Case Studies

Queen’s Speech 2022: protest

by Mark Rowe

A public order bill will come with a range of proposals to better protect the integrity of transport networks and fuel supply in England and Wales, making it a criminal offence to interfere with key national infrastructure, says the Home Office after such a measure was part of the Queen’s Speech last week.

Police will also be given the power to stop and search people and seize items intended to cause serious disruption by ‘locking on’ – for example gluing themselves to main roads, as done lately by climate change campaigners, or complex bamboo structures. This tactic is dangerous, and removing people safely is a significant drain on police, says the Home Office.

The Home Office admits to a rise in such protests in recent years, which it describes as highly disruptive. However such measures were previously blocked in the House of Lords, in the last parliamentary year, in the Police, Crime, Sentencing and Courts Act 2022 (PCSC Act), it complains.

Home Secretary Priti Patel said: “What we have seen in recent years is a rise in criminal, disruptive and self-defeating guerrilla tactics, carried out by a selfish few in the name of protest. Not only do these anti-social protests cause untold delays and misery for the law-abiding public wanting to get on with their lives, it tears police away from communities where they are needed most to prevent serious violence and neighbourhood crime.

“This bill backs the police to take proactive action and prevent such disruption happening in the first place. These measures stand up for the responsible majority and it is time that Parliament got behind them.”

What XR say

The Extinction Rebellion group however has stated that it will run its next round of protest in September. It calls its tactics ‘disruption and nonviolent civil disobedience’.

Charlie Waterhouse from Extinction Rebellion said: “It is foolish to think that announcing new curbs in the Queen’s Speech will stop people taking to the streets to demand their government act to ensure a safe future for people in the UK and around the world.”

In an earlier statement, covering the PCSC Act, the group spoke of how it and other laws aimed at the protesters were only ‘putting yet more pressure on courts that are already stretched and asking them to spend hundreds of hours dealing with nonviolent protesters’.

More detail

In more detail, the Bill proposes among other things that the Metropolitan and City of London police forces’ chiefs can delegate the powers to set conditions on protests to senior officers in their forces. Proposed are ‘serious disruption prevention orders’, on those with protest-related convictions or a history of causing serious disruptions at protests, whereby a breach of such an order would itself be an offence.

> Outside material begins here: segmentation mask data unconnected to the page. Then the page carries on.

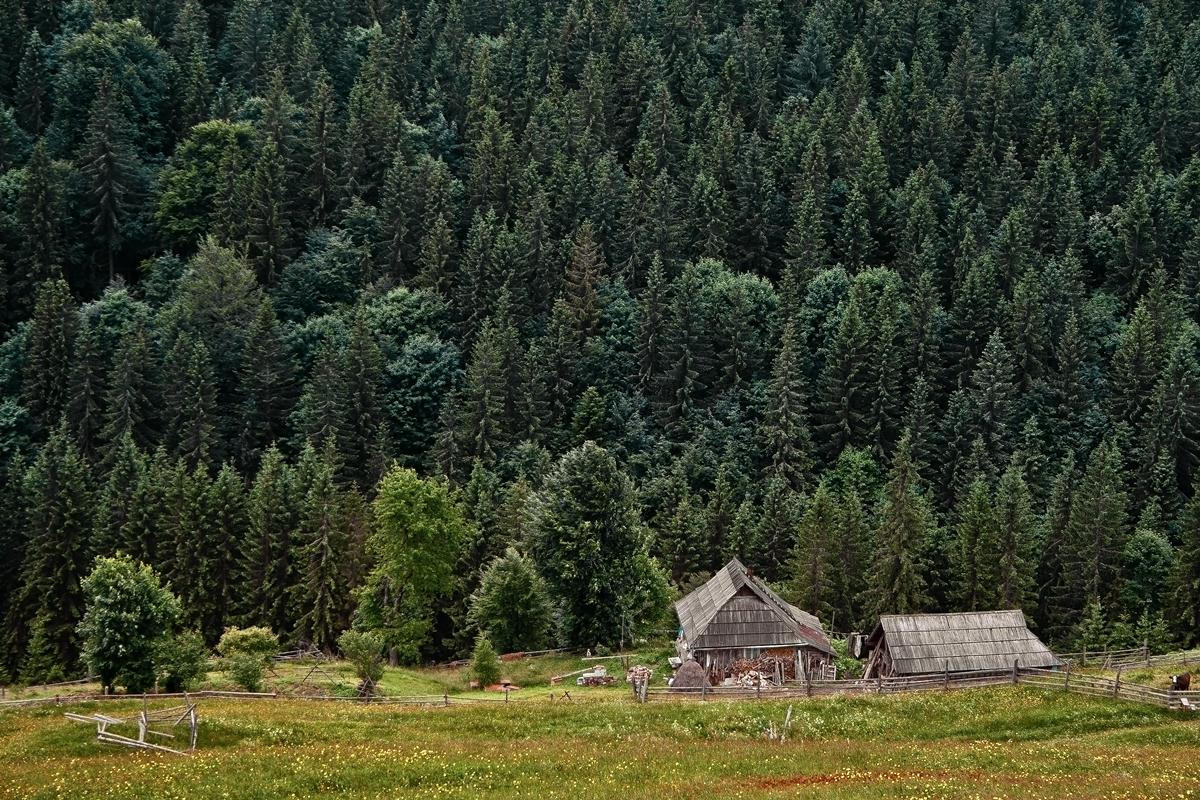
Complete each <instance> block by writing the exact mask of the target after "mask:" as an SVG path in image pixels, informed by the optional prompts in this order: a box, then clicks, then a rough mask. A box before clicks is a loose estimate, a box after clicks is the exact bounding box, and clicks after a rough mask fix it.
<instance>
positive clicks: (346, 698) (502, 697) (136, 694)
mask: <svg viewBox="0 0 1200 800" xmlns="http://www.w3.org/2000/svg"><path fill="white" fill-rule="evenodd" d="M175 698H182V699H185V700H187V699H200V698H226V699H241V700H275V699H284V700H320V702H329V700H331V702H343V703H358V704H360V705H362V704H366V705H389V704H390V705H418V706H431V708H446V706H450V705H478V704H481V703H482V704H487V703H508V702H509V697H508V692H505V693H504V697H455V696H454V694H410V696H409V694H406V696H390V694H374V696H371V697H343V696H340V694H281V693H278V692H222V691H208V690H205V691H199V692H187V693H181V692H180V693H168V692H163V693H161V694H83V693H78V694H56V696H53V697H34V698H29V699H24V700H2V702H0V710H2V709H19V708H36V706H41V705H72V704H76V703H97V702H107V700H166V699H175ZM529 699H532V698H514V699H512V702H514V703H517V702H527V700H529Z"/></svg>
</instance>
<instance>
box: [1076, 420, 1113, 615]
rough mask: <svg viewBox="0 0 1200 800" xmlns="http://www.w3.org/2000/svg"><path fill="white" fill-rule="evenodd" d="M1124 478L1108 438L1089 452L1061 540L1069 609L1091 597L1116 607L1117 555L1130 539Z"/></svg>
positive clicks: (1077, 605)
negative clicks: (1115, 601)
mask: <svg viewBox="0 0 1200 800" xmlns="http://www.w3.org/2000/svg"><path fill="white" fill-rule="evenodd" d="M1123 474H1124V470H1123V469H1122V464H1121V455H1120V451H1118V450H1117V446H1116V444H1115V443H1114V441H1112V440H1111V439H1108V440H1105V441H1103V443H1102V444H1099V445H1098V446H1097V447H1096V450H1093V451H1092V455H1091V458H1088V462H1087V469H1086V471H1085V473H1084V477H1082V479H1081V480H1080V482H1079V488H1078V489H1075V492H1074V493H1073V495H1072V501H1070V517H1069V521H1068V523H1067V528H1066V530H1064V542H1063V563H1064V570H1063V579H1064V589H1066V601H1067V602H1068V607H1069V608H1074V609H1076V610H1081V609H1082V608H1084V607H1085V606H1086V604H1087V602H1090V601H1091V600H1094V599H1098V600H1099V602H1102V603H1103V604H1105V606H1108V607H1110V608H1111V607H1114V606H1115V604H1116V603H1115V601H1116V597H1117V594H1116V593H1117V578H1118V577H1120V567H1121V554H1122V552H1123V551H1124V546H1126V540H1127V537H1128V531H1127V530H1126V525H1127V524H1128V511H1127V505H1128V498H1127V494H1126V489H1124V481H1123V479H1122V476H1123ZM1109 601H1111V602H1109Z"/></svg>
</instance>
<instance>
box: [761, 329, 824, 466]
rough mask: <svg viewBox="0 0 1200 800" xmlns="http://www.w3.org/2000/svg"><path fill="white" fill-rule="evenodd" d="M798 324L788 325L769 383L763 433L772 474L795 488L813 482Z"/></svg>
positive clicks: (769, 463)
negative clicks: (797, 334) (796, 339)
mask: <svg viewBox="0 0 1200 800" xmlns="http://www.w3.org/2000/svg"><path fill="white" fill-rule="evenodd" d="M796 339H797V335H796V326H794V325H793V324H791V323H790V324H788V325H787V326H786V327H785V329H784V337H782V341H781V342H780V348H779V354H778V355H776V356H775V363H774V366H773V367H772V373H770V383H769V384H768V386H767V403H768V404H767V409H766V414H764V415H763V422H762V437H763V439H764V443H766V451H767V456H768V458H769V459H770V461H769V462H768V464H767V474H768V475H769V476H779V477H781V479H784V480H785V481H787V483H788V486H791V487H792V488H793V489H800V488H803V487H804V486H805V485H808V482H809V473H810V470H811V468H812V462H811V456H810V450H811V447H812V443H811V438H810V434H809V426H808V413H806V409H805V397H804V384H803V381H804V371H803V368H802V365H800V351H799V345H798V343H797V341H796Z"/></svg>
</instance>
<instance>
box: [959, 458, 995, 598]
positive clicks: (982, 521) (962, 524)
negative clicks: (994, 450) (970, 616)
mask: <svg viewBox="0 0 1200 800" xmlns="http://www.w3.org/2000/svg"><path fill="white" fill-rule="evenodd" d="M955 517H956V522H955V525H954V534H955V539H956V541H955V545H954V554H955V565H954V566H955V571H956V573H958V575H956V576H955V577H956V584H958V585H956V591H955V595H956V597H958V604H959V606H960V607H961V608H962V609H964V610H982V609H983V608H985V607H988V603H986V602H985V601H984V597H985V595H986V594H988V591H989V587H988V584H986V583H985V578H984V571H985V570H986V569H988V564H986V555H988V554H986V553H985V551H984V543H985V542H986V539H988V535H989V531H990V530H991V529H992V527H995V525H996V521H995V519H994V517H992V509H991V492H990V491H989V488H988V485H986V483H985V482H984V481H983V480H982V479H978V477H977V479H976V480H974V481H973V482H972V483H971V486H970V488H968V489H967V491H966V494H965V495H964V497H962V498H961V500H959V504H958V509H956V511H955Z"/></svg>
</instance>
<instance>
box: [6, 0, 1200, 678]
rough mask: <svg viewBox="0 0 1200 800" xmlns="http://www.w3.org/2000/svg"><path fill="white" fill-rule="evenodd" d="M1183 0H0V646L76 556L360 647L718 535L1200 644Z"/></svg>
mask: <svg viewBox="0 0 1200 800" xmlns="http://www.w3.org/2000/svg"><path fill="white" fill-rule="evenodd" d="M1198 152H1200V22H1198V6H1196V4H1194V2H1188V1H1186V0H1152V1H1147V2H1134V1H1132V0H1116V1H1112V2H1093V1H1070V0H1049V1H1045V2H1024V1H1015V0H1014V1H1009V0H870V1H866V0H803V1H799V2H780V1H779V0H720V1H714V2H701V1H700V0H548V1H538V2H534V1H533V0H500V1H496V2H485V1H481V0H428V2H425V1H424V0H422V1H416V0H353V1H343V0H204V1H200V0H70V1H60V0H55V1H50V0H0V275H2V287H0V288H2V299H0V300H2V302H0V336H2V343H0V476H2V481H4V486H2V489H0V505H2V510H0V521H2V522H0V637H2V640H4V642H5V643H6V644H5V646H2V648H0V654H2V656H0V662H2V663H0V673H4V672H6V673H7V675H8V676H10V678H12V679H24V680H30V681H36V680H46V679H48V678H50V676H53V675H55V674H67V675H70V674H76V673H77V672H79V669H82V667H80V666H79V664H80V663H82V662H80V634H79V632H78V630H77V626H78V624H79V621H80V618H82V615H83V607H84V589H83V578H84V577H85V576H88V573H89V572H90V571H91V569H92V563H94V560H95V558H96V557H97V555H109V554H114V553H126V554H128V555H130V557H132V558H134V559H137V560H140V561H143V563H145V564H146V565H149V566H150V567H152V569H154V571H155V572H156V573H157V575H158V576H161V578H162V579H163V581H164V582H166V583H167V584H169V587H170V589H172V591H173V593H174V594H175V596H176V597H178V600H179V603H180V608H181V614H182V621H184V624H185V625H186V626H187V627H190V628H194V630H197V631H199V633H200V636H202V637H203V638H204V639H205V640H206V643H208V644H209V645H211V644H214V643H216V642H217V639H218V638H220V637H221V634H222V632H223V631H224V628H226V627H228V626H230V625H241V626H247V625H260V626H266V627H269V628H270V630H271V631H274V632H275V633H276V634H277V636H278V637H280V640H281V642H283V643H288V642H290V643H294V642H301V640H302V642H310V643H314V644H316V645H317V646H320V648H332V646H335V642H336V638H337V634H338V633H340V632H341V631H342V630H344V628H347V627H349V626H352V625H354V626H356V627H361V628H374V630H377V631H380V632H383V634H384V636H385V638H386V642H388V644H389V646H391V648H394V649H395V650H394V652H395V654H397V655H398V656H400V657H402V658H403V660H408V661H422V660H424V661H430V660H442V658H449V657H457V656H462V655H464V654H467V652H469V651H470V649H472V646H473V644H474V642H475V636H476V633H478V632H479V631H487V632H490V634H491V636H492V638H493V639H496V646H497V648H498V649H500V650H505V649H514V650H515V649H533V648H536V646H552V645H554V644H563V645H570V646H595V645H598V644H605V645H616V644H619V643H620V642H623V640H628V639H629V638H630V637H634V636H646V634H649V633H655V632H668V633H670V632H672V631H673V627H674V621H673V618H672V615H671V613H670V610H668V604H667V603H668V600H670V599H671V597H672V596H673V594H674V593H678V591H680V590H684V589H686V588H689V587H694V585H696V583H697V582H698V581H700V579H703V578H704V577H707V576H708V575H710V573H712V571H713V570H714V569H715V567H718V566H720V565H721V564H724V563H725V561H726V560H728V559H730V558H731V557H734V555H736V557H738V558H740V559H742V560H743V561H744V563H745V564H746V565H749V566H751V567H752V569H754V570H755V571H756V572H757V575H760V576H762V577H763V578H766V579H767V581H769V582H772V583H773V584H774V585H775V587H778V588H779V589H780V590H781V591H782V593H784V594H785V596H787V597H788V599H790V600H792V601H793V602H794V603H796V604H798V606H800V607H803V608H805V609H809V610H812V612H815V613H817V614H818V615H820V616H821V618H822V619H823V620H824V622H826V625H827V626H828V627H830V628H833V630H838V631H846V630H859V628H860V627H862V626H865V625H870V624H872V620H874V616H875V615H876V614H878V613H880V612H907V610H920V609H928V610H948V609H983V608H996V607H1002V608H1010V607H1019V608H1022V609H1024V610H1025V612H1026V615H1027V616H1028V618H1030V620H1031V622H1032V624H1033V625H1034V628H1036V631H1037V632H1038V633H1039V636H1042V637H1043V638H1044V639H1046V640H1048V642H1050V643H1052V644H1055V645H1057V646H1063V648H1070V649H1075V648H1080V649H1081V648H1085V646H1086V648H1091V649H1096V648H1098V646H1104V645H1105V644H1112V645H1114V646H1121V645H1127V644H1134V643H1136V644H1141V643H1142V642H1144V640H1147V639H1148V640H1151V643H1152V645H1157V644H1159V643H1165V642H1166V640H1168V639H1176V640H1178V643H1180V644H1190V643H1192V640H1194V639H1195V637H1196V636H1198V631H1200V497H1196V495H1195V493H1194V474H1195V469H1196V464H1198V457H1200V439H1198V437H1200V366H1198V333H1200V327H1198V319H1200V317H1198V314H1200V299H1198V289H1200V157H1198Z"/></svg>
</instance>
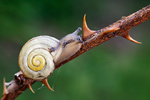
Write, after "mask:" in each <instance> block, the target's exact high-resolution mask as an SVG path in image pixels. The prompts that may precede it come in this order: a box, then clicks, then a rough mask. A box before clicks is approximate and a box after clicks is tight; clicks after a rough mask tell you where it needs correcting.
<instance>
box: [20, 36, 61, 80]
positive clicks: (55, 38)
mask: <svg viewBox="0 0 150 100" xmlns="http://www.w3.org/2000/svg"><path fill="white" fill-rule="evenodd" d="M61 52H62V46H61V44H60V42H59V40H58V39H56V38H54V37H50V36H38V37H34V38H32V39H30V40H29V41H28V42H27V43H26V44H25V45H24V46H23V48H22V49H21V51H20V54H19V66H20V70H21V71H22V72H23V74H24V75H25V76H26V77H28V78H31V79H34V80H39V81H40V80H43V79H45V78H47V77H48V76H49V75H50V74H52V73H53V70H54V69H55V64H54V58H55V59H57V58H58V57H59V56H60V54H61Z"/></svg>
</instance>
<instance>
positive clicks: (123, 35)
mask: <svg viewBox="0 0 150 100" xmlns="http://www.w3.org/2000/svg"><path fill="white" fill-rule="evenodd" d="M129 31H130V30H128V31H126V32H125V34H124V35H123V36H122V37H124V38H126V39H127V40H130V41H132V42H134V43H138V44H141V42H138V41H136V40H134V39H133V38H132V37H131V36H130V35H129Z"/></svg>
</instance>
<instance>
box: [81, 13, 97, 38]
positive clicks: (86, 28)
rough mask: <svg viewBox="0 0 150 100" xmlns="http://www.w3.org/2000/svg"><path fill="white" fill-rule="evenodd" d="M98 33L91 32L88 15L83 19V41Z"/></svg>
mask: <svg viewBox="0 0 150 100" xmlns="http://www.w3.org/2000/svg"><path fill="white" fill-rule="evenodd" d="M95 33H96V31H93V30H90V29H89V28H88V26H87V24H86V14H85V15H84V17H83V37H82V38H83V40H85V39H86V38H87V37H89V36H91V35H93V34H95Z"/></svg>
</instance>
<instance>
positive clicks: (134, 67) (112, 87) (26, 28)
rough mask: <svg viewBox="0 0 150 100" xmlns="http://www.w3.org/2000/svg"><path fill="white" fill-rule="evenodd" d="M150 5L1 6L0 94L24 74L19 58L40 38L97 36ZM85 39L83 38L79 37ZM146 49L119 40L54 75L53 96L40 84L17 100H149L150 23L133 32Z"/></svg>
mask: <svg viewBox="0 0 150 100" xmlns="http://www.w3.org/2000/svg"><path fill="white" fill-rule="evenodd" d="M149 4H150V1H149V0H120V1H119V0H113V1H111V0H91V1H90V0H74V1H71V0H53V1H52V0H35V1H34V0H32V1H31V0H24V1H23V0H1V1H0V93H1V94H2V88H3V85H2V81H3V77H5V78H6V81H7V82H9V81H11V80H12V79H13V76H14V74H15V73H16V72H18V71H19V66H18V55H19V51H20V49H21V47H22V46H23V45H24V43H25V42H26V41H28V40H29V39H31V38H32V37H34V36H38V35H50V36H53V37H56V38H58V39H61V38H62V37H63V36H65V35H67V34H69V33H72V32H73V31H75V30H76V29H77V28H78V27H82V19H83V16H84V14H87V24H88V26H89V27H90V28H91V29H93V30H98V29H101V28H103V27H106V26H107V25H109V24H112V23H113V22H115V21H117V20H119V19H121V17H123V16H128V15H130V14H132V13H134V12H136V11H137V10H139V9H141V8H143V7H145V6H147V5H149ZM80 34H82V32H80ZM130 34H131V36H132V37H133V38H135V39H136V40H138V41H141V42H142V45H139V44H135V43H132V42H130V41H128V40H126V39H124V38H122V37H115V38H113V39H111V40H109V41H107V42H105V43H103V44H101V45H99V46H97V47H95V48H93V49H92V50H90V51H88V52H86V53H85V54H83V55H81V56H79V57H77V58H76V59H74V60H72V61H70V62H68V63H67V64H65V65H63V66H62V67H61V68H59V69H57V70H55V71H54V73H53V74H52V75H51V77H49V78H48V81H49V84H50V85H51V87H52V88H53V89H54V90H55V91H54V92H52V91H50V90H48V88H46V87H45V86H42V84H41V83H40V82H36V83H35V84H34V85H33V86H32V87H33V89H34V91H35V94H33V93H32V92H31V91H30V90H29V89H28V90H26V91H25V92H24V93H22V94H21V95H20V96H19V97H18V98H17V99H16V100H33V99H35V100H41V99H42V100H149V99H150V52H149V51H150V39H149V38H150V21H146V22H144V23H142V24H140V25H138V26H136V27H134V28H132V29H131V31H130Z"/></svg>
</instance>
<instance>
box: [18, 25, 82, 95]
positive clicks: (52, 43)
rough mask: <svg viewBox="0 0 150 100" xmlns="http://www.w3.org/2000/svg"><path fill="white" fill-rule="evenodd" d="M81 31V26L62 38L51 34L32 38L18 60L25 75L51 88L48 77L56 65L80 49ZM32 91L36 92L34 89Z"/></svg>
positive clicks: (20, 51)
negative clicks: (53, 36) (49, 83)
mask: <svg viewBox="0 0 150 100" xmlns="http://www.w3.org/2000/svg"><path fill="white" fill-rule="evenodd" d="M80 31H81V28H80V27H79V28H78V29H77V30H76V31H75V32H73V33H71V34H68V35H67V36H65V37H64V38H62V39H61V40H58V39H56V38H54V37H51V36H37V37H34V38H32V39H30V40H29V41H28V42H27V43H26V44H25V45H24V46H23V47H22V49H21V51H20V54H19V60H18V62H19V66H20V70H21V71H22V73H23V74H24V76H26V77H28V78H31V79H33V80H36V81H41V82H43V83H44V84H45V85H46V86H47V87H48V88H49V89H51V88H50V86H49V85H48V83H47V77H48V76H50V75H51V74H52V73H53V71H54V69H55V65H57V64H59V63H61V62H63V61H64V60H66V59H67V58H69V57H71V56H72V55H73V54H75V53H76V52H77V51H78V50H79V49H80V47H81V45H82V43H83V41H82V38H81V36H79V35H77V34H78V33H79V32H80ZM29 87H31V86H30V85H29ZM30 89H31V88H30ZM51 90H52V89H51ZM31 91H32V92H34V91H33V90H32V89H31Z"/></svg>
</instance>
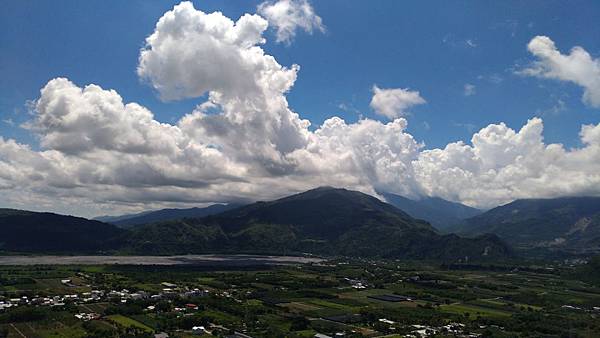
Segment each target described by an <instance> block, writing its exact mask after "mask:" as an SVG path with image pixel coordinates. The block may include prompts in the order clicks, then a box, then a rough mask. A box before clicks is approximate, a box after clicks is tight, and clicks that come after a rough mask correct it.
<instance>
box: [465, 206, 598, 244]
mask: <svg viewBox="0 0 600 338" xmlns="http://www.w3.org/2000/svg"><path fill="white" fill-rule="evenodd" d="M454 231H455V232H456V233H458V234H463V235H480V234H483V233H494V234H497V235H498V236H500V237H501V238H502V239H504V240H506V241H507V242H509V243H512V244H514V245H517V246H522V247H549V248H566V249H574V250H591V249H595V248H596V249H597V248H599V247H600V197H564V198H555V199H525V200H517V201H514V202H512V203H509V204H506V205H503V206H500V207H497V208H494V209H492V210H489V211H487V212H485V213H483V214H482V215H479V216H476V217H473V218H470V219H468V220H466V221H465V223H464V224H463V225H462V226H459V227H456V228H455V229H454Z"/></svg>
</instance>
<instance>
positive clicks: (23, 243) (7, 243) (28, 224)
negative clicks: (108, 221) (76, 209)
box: [0, 209, 126, 253]
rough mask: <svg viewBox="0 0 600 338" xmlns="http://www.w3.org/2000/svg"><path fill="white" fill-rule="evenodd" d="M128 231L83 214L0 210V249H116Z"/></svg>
mask: <svg viewBox="0 0 600 338" xmlns="http://www.w3.org/2000/svg"><path fill="white" fill-rule="evenodd" d="M125 232H126V231H125V230H122V229H119V228H117V227H115V226H114V225H111V224H106V223H102V222H99V221H93V220H88V219H85V218H81V217H73V216H65V215H58V214H53V213H47V212H32V211H23V210H13V209H0V250H2V251H9V252H10V251H19V252H56V253H73V252H77V253H88V252H98V251H103V250H109V249H112V248H113V247H114V245H115V242H113V241H114V240H115V239H117V238H119V237H120V236H122V235H124V234H125Z"/></svg>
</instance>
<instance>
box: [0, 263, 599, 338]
mask: <svg viewBox="0 0 600 338" xmlns="http://www.w3.org/2000/svg"><path fill="white" fill-rule="evenodd" d="M468 267H469V270H468V271H463V270H462V268H461V267H451V268H449V267H448V266H444V267H440V266H435V265H431V266H423V265H422V264H411V263H410V262H398V261H387V262H386V261H377V262H374V261H365V260H354V261H352V260H331V261H328V262H324V263H315V264H294V265H284V266H275V267H274V266H255V267H244V268H235V267H226V268H225V267H218V266H215V267H209V268H207V267H194V266H185V267H184V266H171V267H168V266H165V267H159V266H151V267H143V266H73V267H60V268H56V267H52V266H39V267H38V266H35V267H18V268H16V267H5V268H3V267H0V281H1V283H0V333H1V332H2V331H1V330H2V329H3V330H4V332H6V333H7V335H8V336H9V337H11V338H12V337H17V338H19V337H20V338H22V337H23V336H25V337H46V336H52V335H54V336H56V335H60V334H65V332H68V333H69V334H70V335H71V336H74V337H88V336H93V337H117V336H118V337H128V336H131V337H156V338H166V337H192V336H203V337H215V336H217V337H239V338H247V337H256V338H258V337H279V336H281V337H306V338H311V337H315V338H327V337H333V338H335V337H350V338H354V337H413V338H422V337H434V336H435V337H439V336H441V337H445V336H451V337H509V336H510V335H511V332H514V330H517V329H518V330H523V329H524V326H522V325H524V323H527V327H531V329H536V327H537V325H542V324H537V323H543V325H545V326H544V327H550V328H552V327H553V326H552V325H553V324H552V322H549V321H546V319H545V318H563V319H566V318H568V319H569V320H570V321H571V322H572V323H573V325H574V326H575V325H579V324H577V323H584V322H585V323H587V322H589V320H590V319H591V318H596V317H597V316H598V315H599V314H600V312H599V311H598V310H599V309H600V308H599V306H600V292H599V291H598V290H597V289H596V288H594V287H592V286H588V285H585V284H582V283H581V282H576V281H570V280H568V279H565V278H563V277H561V275H560V269H565V267H557V269H554V270H548V269H546V268H541V269H538V268H536V269H530V268H524V267H521V268H520V269H515V268H514V267H502V268H500V267H494V268H493V269H492V270H489V269H487V270H486V269H485V267H473V266H468ZM566 269H569V267H568V266H567V267H566ZM548 281H550V282H548ZM542 284H545V285H546V287H547V285H550V287H551V289H550V290H551V291H550V292H549V293H546V294H542V295H537V294H535V291H534V290H536V287H537V285H542ZM584 291H585V296H583V294H582V292H584ZM565 295H568V296H565ZM575 327H576V326H575ZM563 329H564V328H562V327H558V326H557V327H555V328H554V330H556V332H559V331H560V330H563ZM546 330H547V329H546Z"/></svg>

By key national infrastructure the Home Office cites rail (including the HS2 construction line), road and airports, newspaper printing presses, oil and gas refineries and power stations; all lately targeted by protest groups.

Photo by Mark Rowe: West Mercia Police and anti-defence industry protesters outside an entrance to the Three Counties Showground outside Great Malvern last autumn, while it was hosting the 3CDSE defence and security exhibition.